Voluntários contra o fogo criminoso

Brigadistas da Serra do Rola Moça se desdobram para ajudar os Bombeiros num dos piores anos em incêndios florestais


Por Lucas Simões

foto: Instituto Casa Branca

Em um dos anos mais críticos de incêndios florestais, a região da Serra do Rola Moça, que abriga o terceiro maior parque em área urbana do país, tem sido particularmente castigada. Somente o maior incêndio registrado neste ano, no Manancial Catarina, em Nova Lima, que abastece de água Belo Horizonte e a região metropolitana, devastou 604,9 hectares (um hectare mede 10 mil metros quadrados, o que equivale a pouco menos que um campo de futebol). Em todo o ano passado, foram queimados 23,7 hectares, segundo a direção do Parque Estadual da Serra do Rola Moça. As chuvas dos últimos dias chegaram como um alento, mas existe o risco do fogo voltar já que o período crítico de incêndios só termina na metade de novembro.

Segundo Marcus Vinícius de Freitas, gerente do parque, o levantamento da área total queimada até o momento ainda está sendo processado. “A particularidade deste ano é que os focos de incêndio têm causa direta no homem: são crimes. Registramos vários casos de focos sequenciais, dando a entender que alguém estava ateando fogo propositalmente. E isso está nos preocupando porque nem sempre conseguimos estar em todos os lugares, mesmo tendo uma rede de apoio muito forte”, diz Marcus.
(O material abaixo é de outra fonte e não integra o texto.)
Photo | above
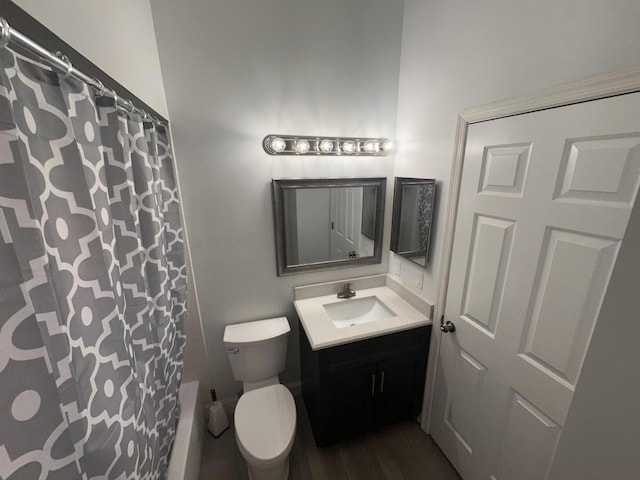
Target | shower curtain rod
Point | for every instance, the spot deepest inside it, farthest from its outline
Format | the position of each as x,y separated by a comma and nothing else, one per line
9,35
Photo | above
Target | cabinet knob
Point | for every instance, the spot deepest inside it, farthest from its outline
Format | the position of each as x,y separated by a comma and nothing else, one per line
447,327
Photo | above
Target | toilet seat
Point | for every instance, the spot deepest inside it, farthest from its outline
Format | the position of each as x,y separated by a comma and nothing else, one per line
265,424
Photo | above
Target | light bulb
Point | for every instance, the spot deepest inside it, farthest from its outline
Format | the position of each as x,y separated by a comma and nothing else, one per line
278,145
371,146
326,146
302,146
348,146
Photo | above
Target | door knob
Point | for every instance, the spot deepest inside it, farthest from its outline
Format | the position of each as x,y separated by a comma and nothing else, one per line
448,326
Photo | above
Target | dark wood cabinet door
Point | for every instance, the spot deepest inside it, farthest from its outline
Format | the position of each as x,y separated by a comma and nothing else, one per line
348,405
398,388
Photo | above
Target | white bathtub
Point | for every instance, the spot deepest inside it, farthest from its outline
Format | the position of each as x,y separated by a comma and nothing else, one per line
184,463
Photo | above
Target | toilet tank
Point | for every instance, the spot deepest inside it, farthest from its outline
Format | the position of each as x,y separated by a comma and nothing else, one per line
257,350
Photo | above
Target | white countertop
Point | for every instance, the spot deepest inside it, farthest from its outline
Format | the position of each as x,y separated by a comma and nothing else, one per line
322,333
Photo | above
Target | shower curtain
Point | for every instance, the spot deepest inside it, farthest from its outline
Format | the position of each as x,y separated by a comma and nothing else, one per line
92,283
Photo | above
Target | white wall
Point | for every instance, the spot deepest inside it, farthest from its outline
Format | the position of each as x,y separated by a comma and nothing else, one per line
236,70
459,54
116,35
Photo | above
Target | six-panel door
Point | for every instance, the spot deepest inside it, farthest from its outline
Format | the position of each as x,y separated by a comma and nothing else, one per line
544,204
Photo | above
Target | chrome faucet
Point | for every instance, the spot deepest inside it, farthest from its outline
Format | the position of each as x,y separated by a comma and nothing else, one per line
347,291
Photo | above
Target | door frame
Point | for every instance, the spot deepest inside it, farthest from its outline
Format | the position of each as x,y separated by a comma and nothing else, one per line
595,88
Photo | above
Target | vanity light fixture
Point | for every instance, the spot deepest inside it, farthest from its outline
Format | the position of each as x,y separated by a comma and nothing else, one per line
302,147
326,146
308,145
348,147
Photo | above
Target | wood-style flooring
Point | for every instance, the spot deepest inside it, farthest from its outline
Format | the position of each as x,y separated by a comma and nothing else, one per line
398,452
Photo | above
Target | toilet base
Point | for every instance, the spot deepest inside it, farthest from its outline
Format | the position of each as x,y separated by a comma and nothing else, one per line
277,472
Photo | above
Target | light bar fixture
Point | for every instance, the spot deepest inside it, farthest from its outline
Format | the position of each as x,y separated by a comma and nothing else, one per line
305,145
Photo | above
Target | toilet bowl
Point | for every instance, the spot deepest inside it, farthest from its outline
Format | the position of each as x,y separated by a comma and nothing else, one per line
265,421
265,416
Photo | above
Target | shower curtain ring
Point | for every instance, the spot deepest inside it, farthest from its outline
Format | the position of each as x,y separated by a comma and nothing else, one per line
5,36
100,87
115,97
66,60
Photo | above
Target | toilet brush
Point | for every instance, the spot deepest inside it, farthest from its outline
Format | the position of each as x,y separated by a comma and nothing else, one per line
218,420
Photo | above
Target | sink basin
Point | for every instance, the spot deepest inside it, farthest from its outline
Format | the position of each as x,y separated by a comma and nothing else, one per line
356,311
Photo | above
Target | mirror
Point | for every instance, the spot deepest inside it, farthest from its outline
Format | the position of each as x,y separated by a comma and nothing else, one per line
413,204
324,223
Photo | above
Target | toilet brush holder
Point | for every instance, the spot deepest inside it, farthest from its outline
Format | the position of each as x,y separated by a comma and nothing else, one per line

Nos dias que antecederam a chegada das chuvas, pipocava a cada hora novo relato de incêndio no grupo de WhatsApp ‘Fogo Alerta’, integrado por mais de uma centena de brigadistas voluntários que monitoram e cobatem o fogo na Serra do Rola Moça, ao lado do Corpo de Bombeiros. Aos finais de semana, as mensagens se multiplicavam em centenas, num fluxo impressionante.

Brigada Guara 2 Foto: Felipe Butcher

“Se não fossem os voluntários, teríamos muito mais destruição. No fogo que atingiu a área do batalhão florestal, por exemplo, voluntários ajudaram com rapidez”, diz o major Anderson Passos, comandante do Batalhão de Emergências Ambientais e Desastres do Corpo de Bombeiros (Bemad), em referência ao incêndio que devastou parte da área onde está a sede do Pelotão de Combate a Incêndios Florestais, em Casa Branca (distrito de Brumadinho), no mês passado.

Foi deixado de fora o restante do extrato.